Perhaps PEN America disagrees with NGO Monitor’s analysis or finds it unpersuasive, but to deny that there exists any suggestion that Roth’s criticism’s of Israel are biased is, at best, sloppy reporting, and, at worst, a terrible disservice to its readers and an intentionally misleading omission of well-known criticism of Roth’s work at Human Rights Watch.
In fact, The Nation article itself includes the following:
The charge that Human Rights Watch is hostile to Israel is hardly new. In 2009, Robert Bernstein, the former head of Random House, who founded HRW and served as its chair from 1978 to 1998, sharply criticized it in a Times opinion piece. HRW’s original mission, he wrote, was “to pry open closed societies, advocate basic freedoms and support dissenters,” but it had instead “been issuing reports on the Israeli-Arab conflict that are helping those who wish to turn Israel into a pariah state.” The Middle East “is populated by authoritarian regimes with appalling human rights records,” yet HRW “has written far more condemnations of Israel for violations of international law than of any other country in the region.”
PEN America, who claims, “We champion the freedom to write, recognizing the power of the word to transform the world,” should issue a correction, clarifying that PEN America is well aware of allegations of bias against Human Rights Watch, but disagrees (presumably) with those allegations.
PEN America could then substantiate its position by sourcing and publishing the email apparently written by Professor Kathryn Sikkink that supposedly rebuts allegations of Roth’s anti-Israel bias at Human Rights Watch, and comparing it to NGO Monitor’s analysis of Human Rights Watch. (The Nation writes that Sikkink prepared a “detailed email” for the dean “seeking to rebut the charge of anti-Israel bias”, but The Nation has not published that email).
The Guardian plays right along with the “Jews cannot be biased against Israel” narrative, writing, “Other major universities have also snubbed critics of Israel including the board of the City University of New York, which blocked an award to the award-winning Jewish playwright Tony Kushner after he was accused of being anti-Israel.”
Again, maybe Kushner deserved the award and maybe he didn’t, but the fact that he is Jewish is irrelevant to the question of whether he is unfairly biased against Israel.
The Nation, PEN America, and The Guardian should face the reality that there are antisemitic Jews and Jews biased against Israel, and should not promote any nonsense that “so-and-so cannot be antisemitic or biased against Israel, because they are Jewish.”
To perpetuate the notion that “Jews cannot be antisemitic or biased against Israel” is to treat all Jews as a homogenous group sharing identical views.
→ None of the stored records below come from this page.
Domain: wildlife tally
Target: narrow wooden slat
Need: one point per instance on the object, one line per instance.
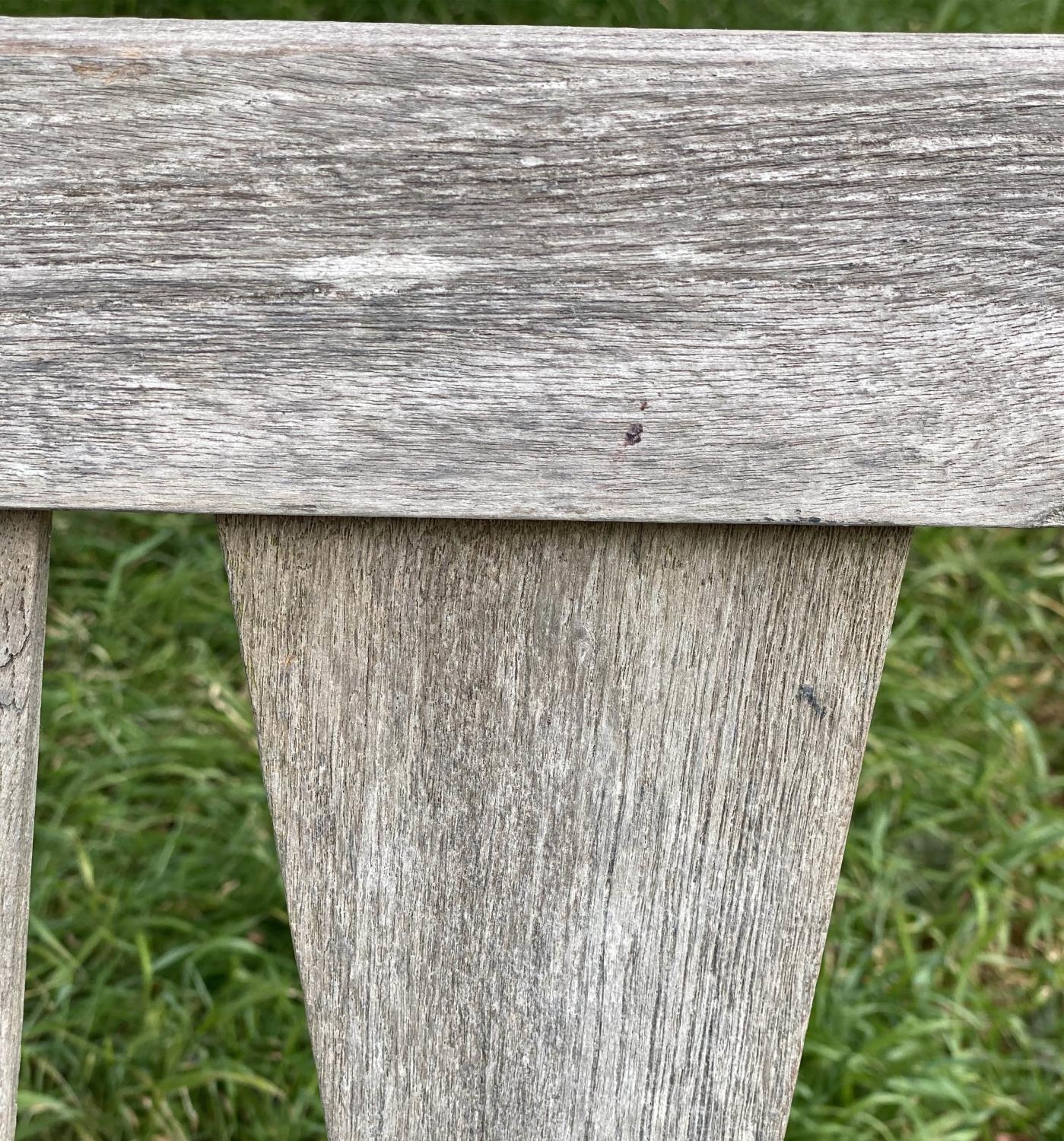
(23, 597)
(560, 809)
(532, 273)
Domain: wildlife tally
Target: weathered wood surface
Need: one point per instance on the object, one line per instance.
(23, 597)
(536, 273)
(560, 809)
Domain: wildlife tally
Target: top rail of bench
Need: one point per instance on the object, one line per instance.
(542, 273)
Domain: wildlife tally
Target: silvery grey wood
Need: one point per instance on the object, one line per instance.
(541, 273)
(560, 809)
(23, 597)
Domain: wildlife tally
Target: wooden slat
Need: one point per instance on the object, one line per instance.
(560, 809)
(23, 597)
(535, 273)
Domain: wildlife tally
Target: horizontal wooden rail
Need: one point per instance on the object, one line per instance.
(536, 273)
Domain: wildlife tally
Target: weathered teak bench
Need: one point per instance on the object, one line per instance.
(561, 735)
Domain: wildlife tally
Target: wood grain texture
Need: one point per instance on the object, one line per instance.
(23, 598)
(560, 809)
(534, 273)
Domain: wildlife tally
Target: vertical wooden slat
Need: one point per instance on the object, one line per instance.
(24, 540)
(560, 809)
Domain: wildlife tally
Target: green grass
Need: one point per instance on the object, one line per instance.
(162, 996)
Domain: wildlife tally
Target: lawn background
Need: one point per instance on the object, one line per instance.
(162, 997)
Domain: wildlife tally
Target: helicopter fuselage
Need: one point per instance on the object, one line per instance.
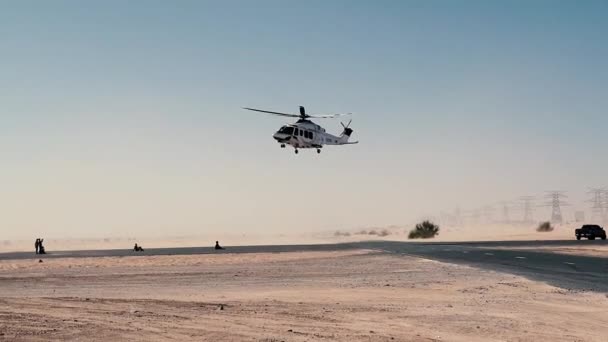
(306, 134)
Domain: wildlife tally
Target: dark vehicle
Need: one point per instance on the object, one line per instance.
(590, 231)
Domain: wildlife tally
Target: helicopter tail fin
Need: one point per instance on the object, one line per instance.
(345, 133)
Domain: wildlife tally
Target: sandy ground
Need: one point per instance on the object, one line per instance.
(485, 232)
(310, 296)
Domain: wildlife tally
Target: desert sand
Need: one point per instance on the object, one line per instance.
(301, 296)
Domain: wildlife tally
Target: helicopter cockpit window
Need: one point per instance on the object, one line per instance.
(286, 130)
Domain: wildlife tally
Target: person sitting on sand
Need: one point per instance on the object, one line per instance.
(41, 247)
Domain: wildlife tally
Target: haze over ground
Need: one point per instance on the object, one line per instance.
(124, 118)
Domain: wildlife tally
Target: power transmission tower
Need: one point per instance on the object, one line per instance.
(599, 197)
(506, 211)
(488, 213)
(528, 208)
(555, 202)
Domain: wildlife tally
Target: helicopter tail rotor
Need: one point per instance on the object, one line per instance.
(347, 130)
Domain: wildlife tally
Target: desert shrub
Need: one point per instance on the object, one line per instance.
(544, 227)
(384, 232)
(424, 230)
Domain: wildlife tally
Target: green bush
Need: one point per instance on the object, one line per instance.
(424, 230)
(544, 227)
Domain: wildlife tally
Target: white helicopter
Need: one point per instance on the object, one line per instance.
(306, 134)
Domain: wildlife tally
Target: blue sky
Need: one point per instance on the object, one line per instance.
(126, 115)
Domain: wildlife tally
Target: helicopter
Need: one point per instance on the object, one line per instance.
(307, 134)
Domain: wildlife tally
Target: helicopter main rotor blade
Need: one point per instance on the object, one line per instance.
(329, 116)
(275, 113)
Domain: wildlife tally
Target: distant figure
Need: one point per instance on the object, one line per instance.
(41, 247)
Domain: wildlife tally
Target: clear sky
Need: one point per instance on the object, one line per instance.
(123, 117)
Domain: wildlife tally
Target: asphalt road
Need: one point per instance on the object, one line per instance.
(566, 271)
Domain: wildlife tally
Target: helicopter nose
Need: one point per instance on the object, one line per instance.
(280, 136)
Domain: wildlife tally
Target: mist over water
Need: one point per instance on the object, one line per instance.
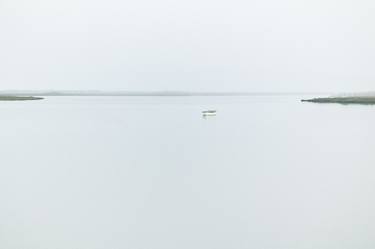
(267, 172)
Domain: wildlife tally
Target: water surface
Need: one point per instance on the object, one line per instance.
(268, 172)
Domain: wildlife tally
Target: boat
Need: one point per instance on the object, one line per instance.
(209, 113)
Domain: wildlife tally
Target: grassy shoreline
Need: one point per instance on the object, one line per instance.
(18, 98)
(361, 100)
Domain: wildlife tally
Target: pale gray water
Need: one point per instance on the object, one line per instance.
(268, 172)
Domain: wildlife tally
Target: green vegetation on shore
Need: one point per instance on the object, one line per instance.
(18, 98)
(362, 100)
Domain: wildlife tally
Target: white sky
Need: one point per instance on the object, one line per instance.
(195, 45)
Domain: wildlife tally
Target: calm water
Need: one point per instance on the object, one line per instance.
(267, 172)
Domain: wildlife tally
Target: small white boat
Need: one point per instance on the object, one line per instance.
(209, 113)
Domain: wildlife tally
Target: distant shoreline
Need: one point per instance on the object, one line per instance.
(143, 93)
(361, 100)
(18, 98)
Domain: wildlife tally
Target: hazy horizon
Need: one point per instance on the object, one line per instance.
(237, 46)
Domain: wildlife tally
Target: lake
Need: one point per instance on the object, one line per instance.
(268, 172)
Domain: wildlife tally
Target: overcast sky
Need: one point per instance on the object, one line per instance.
(194, 45)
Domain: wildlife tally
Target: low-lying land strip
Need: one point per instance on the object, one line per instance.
(363, 100)
(18, 98)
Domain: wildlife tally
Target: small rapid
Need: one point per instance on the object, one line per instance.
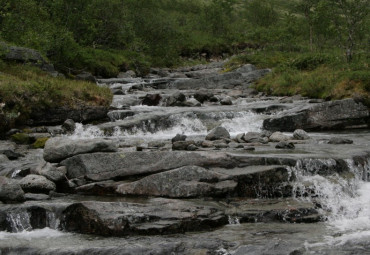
(190, 124)
(343, 199)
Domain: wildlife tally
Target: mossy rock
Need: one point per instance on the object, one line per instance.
(21, 138)
(40, 143)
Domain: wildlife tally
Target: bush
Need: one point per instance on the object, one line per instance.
(309, 61)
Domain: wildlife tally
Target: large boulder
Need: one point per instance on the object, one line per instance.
(57, 115)
(37, 184)
(152, 99)
(188, 181)
(324, 116)
(243, 77)
(20, 54)
(49, 171)
(10, 190)
(59, 148)
(105, 166)
(159, 216)
(218, 133)
(176, 99)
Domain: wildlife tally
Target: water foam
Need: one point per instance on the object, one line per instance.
(190, 124)
(30, 235)
(344, 200)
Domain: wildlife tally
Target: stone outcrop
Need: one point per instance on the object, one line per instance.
(161, 216)
(37, 184)
(105, 166)
(10, 190)
(184, 182)
(324, 116)
(59, 148)
(57, 115)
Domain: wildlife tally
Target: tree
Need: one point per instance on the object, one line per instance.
(307, 8)
(349, 19)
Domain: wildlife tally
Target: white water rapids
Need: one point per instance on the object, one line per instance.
(345, 201)
(189, 124)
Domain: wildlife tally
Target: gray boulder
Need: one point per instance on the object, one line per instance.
(254, 137)
(339, 140)
(222, 81)
(20, 54)
(158, 216)
(59, 148)
(152, 99)
(285, 145)
(105, 166)
(203, 96)
(69, 125)
(36, 184)
(278, 137)
(332, 115)
(184, 182)
(3, 158)
(181, 145)
(10, 190)
(128, 74)
(176, 99)
(226, 101)
(192, 102)
(217, 134)
(86, 76)
(300, 134)
(178, 137)
(49, 171)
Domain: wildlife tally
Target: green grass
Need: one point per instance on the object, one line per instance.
(313, 75)
(24, 89)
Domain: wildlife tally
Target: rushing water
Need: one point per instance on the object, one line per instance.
(189, 124)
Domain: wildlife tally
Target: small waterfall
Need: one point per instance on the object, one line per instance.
(19, 221)
(233, 220)
(86, 132)
(189, 123)
(343, 198)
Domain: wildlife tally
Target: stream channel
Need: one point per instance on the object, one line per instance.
(227, 195)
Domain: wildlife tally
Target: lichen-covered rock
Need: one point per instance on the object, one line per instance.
(159, 216)
(323, 116)
(10, 190)
(60, 148)
(188, 181)
(37, 184)
(105, 166)
(278, 137)
(300, 134)
(217, 134)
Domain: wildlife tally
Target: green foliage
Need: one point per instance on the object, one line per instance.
(309, 61)
(24, 89)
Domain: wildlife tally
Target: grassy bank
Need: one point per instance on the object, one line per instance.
(315, 75)
(24, 89)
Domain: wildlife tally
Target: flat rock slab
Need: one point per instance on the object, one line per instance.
(273, 210)
(160, 216)
(260, 181)
(324, 116)
(105, 166)
(184, 182)
(59, 148)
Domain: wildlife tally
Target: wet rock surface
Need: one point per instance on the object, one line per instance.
(185, 167)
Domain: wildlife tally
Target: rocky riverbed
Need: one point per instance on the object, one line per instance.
(192, 161)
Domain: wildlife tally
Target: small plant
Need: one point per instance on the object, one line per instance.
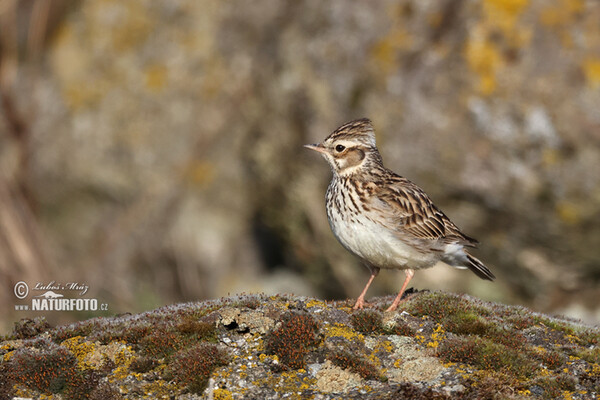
(486, 354)
(49, 371)
(293, 339)
(194, 365)
(28, 328)
(367, 321)
(345, 359)
(201, 330)
(142, 364)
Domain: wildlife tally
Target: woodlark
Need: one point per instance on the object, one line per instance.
(383, 218)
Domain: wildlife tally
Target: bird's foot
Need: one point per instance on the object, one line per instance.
(360, 303)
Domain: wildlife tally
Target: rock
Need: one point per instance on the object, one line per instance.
(450, 347)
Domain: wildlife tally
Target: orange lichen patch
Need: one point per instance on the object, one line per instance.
(561, 13)
(156, 77)
(222, 394)
(484, 55)
(437, 336)
(293, 339)
(315, 303)
(591, 69)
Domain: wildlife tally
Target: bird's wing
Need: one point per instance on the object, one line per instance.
(408, 207)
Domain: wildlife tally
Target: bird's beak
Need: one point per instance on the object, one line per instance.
(316, 147)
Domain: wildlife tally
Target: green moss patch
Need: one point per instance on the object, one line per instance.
(293, 339)
(193, 366)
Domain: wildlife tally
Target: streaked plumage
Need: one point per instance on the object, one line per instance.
(383, 218)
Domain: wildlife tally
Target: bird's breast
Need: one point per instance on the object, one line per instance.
(361, 232)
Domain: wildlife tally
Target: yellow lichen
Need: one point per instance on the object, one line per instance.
(483, 55)
(343, 331)
(437, 336)
(315, 303)
(591, 69)
(81, 349)
(222, 394)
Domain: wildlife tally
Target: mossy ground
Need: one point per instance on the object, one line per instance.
(278, 345)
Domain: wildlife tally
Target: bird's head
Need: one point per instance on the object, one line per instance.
(350, 148)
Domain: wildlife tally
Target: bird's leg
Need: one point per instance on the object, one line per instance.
(409, 274)
(360, 302)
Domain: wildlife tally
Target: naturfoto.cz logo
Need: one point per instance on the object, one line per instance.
(50, 298)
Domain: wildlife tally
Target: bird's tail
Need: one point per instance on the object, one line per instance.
(479, 269)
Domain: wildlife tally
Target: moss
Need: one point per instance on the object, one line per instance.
(293, 339)
(193, 366)
(142, 364)
(441, 306)
(485, 354)
(591, 355)
(63, 333)
(552, 387)
(367, 321)
(28, 328)
(49, 368)
(165, 341)
(359, 365)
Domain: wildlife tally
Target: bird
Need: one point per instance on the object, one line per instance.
(384, 219)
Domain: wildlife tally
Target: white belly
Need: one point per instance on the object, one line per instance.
(377, 245)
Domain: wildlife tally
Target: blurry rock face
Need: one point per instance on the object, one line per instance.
(167, 153)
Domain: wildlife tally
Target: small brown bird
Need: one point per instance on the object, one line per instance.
(384, 219)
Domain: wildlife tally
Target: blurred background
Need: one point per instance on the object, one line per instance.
(153, 149)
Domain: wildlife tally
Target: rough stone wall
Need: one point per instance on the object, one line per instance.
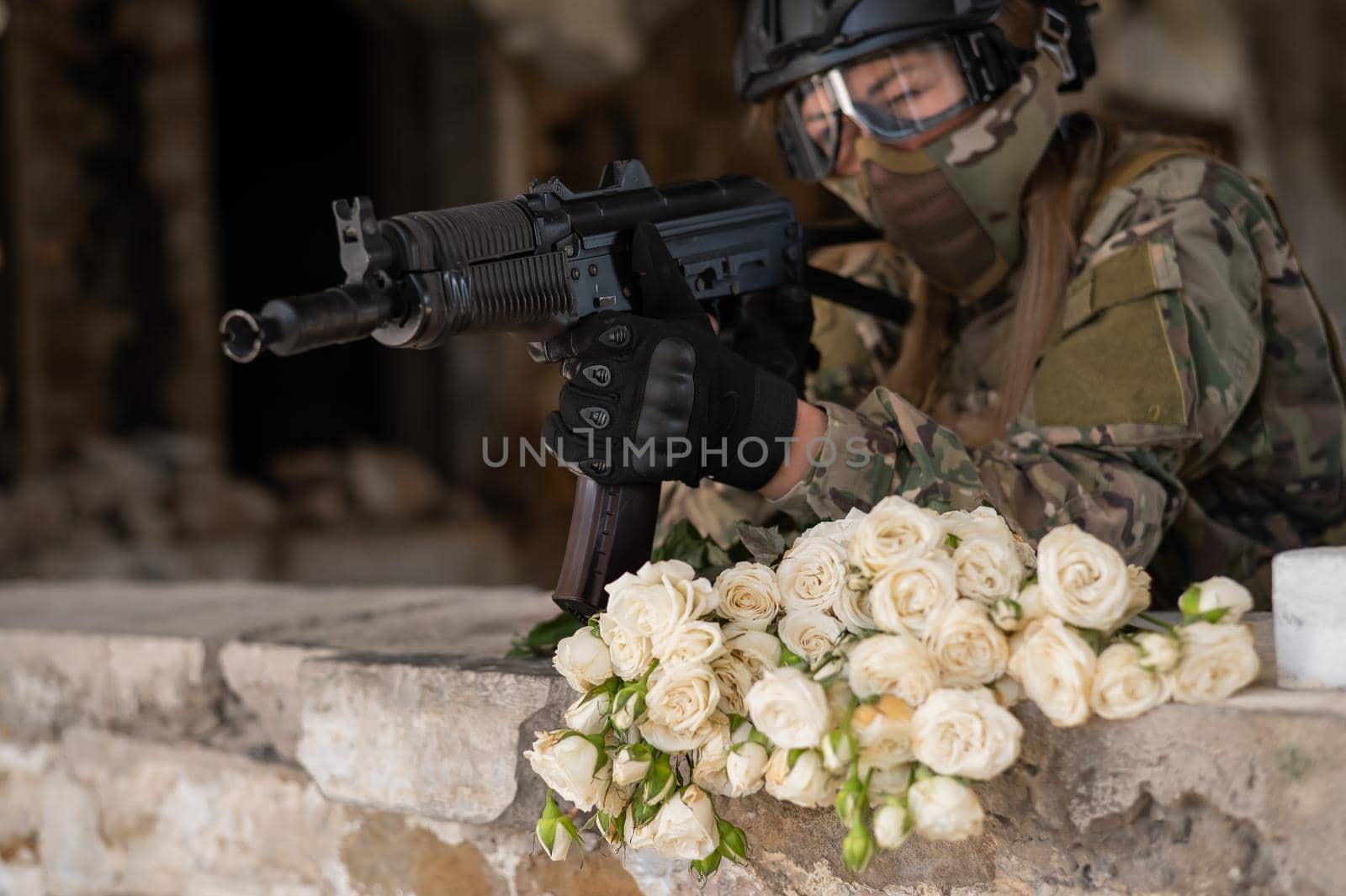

In other words, The Nation, PEN America, and The Guardian might seem to support the position that once you know someone is Jewish, you need not look to their statements, character, or actions to know their values or beliefs on any issue related to Jews, Judaism, antisemitism, or Israel.
Whether Kenneth Roth is biased against Israel is a matter of debate, but the answer, which would best be addressed in the context of the International Holocaust Remembrance Alliance’s (IHRA) definition of antiSemitism, should be neither assumed nor implied on the basis of Roth’s Jewish ancestry, and the ample criticism of Human Rights Watch should not be ignored.
The Nation, PEN America, and The Guardian should all acknowledge this and the corresponding profound flaws in their reporting on Kenneth Roth and the non-offer of a Kennedy School fellowship.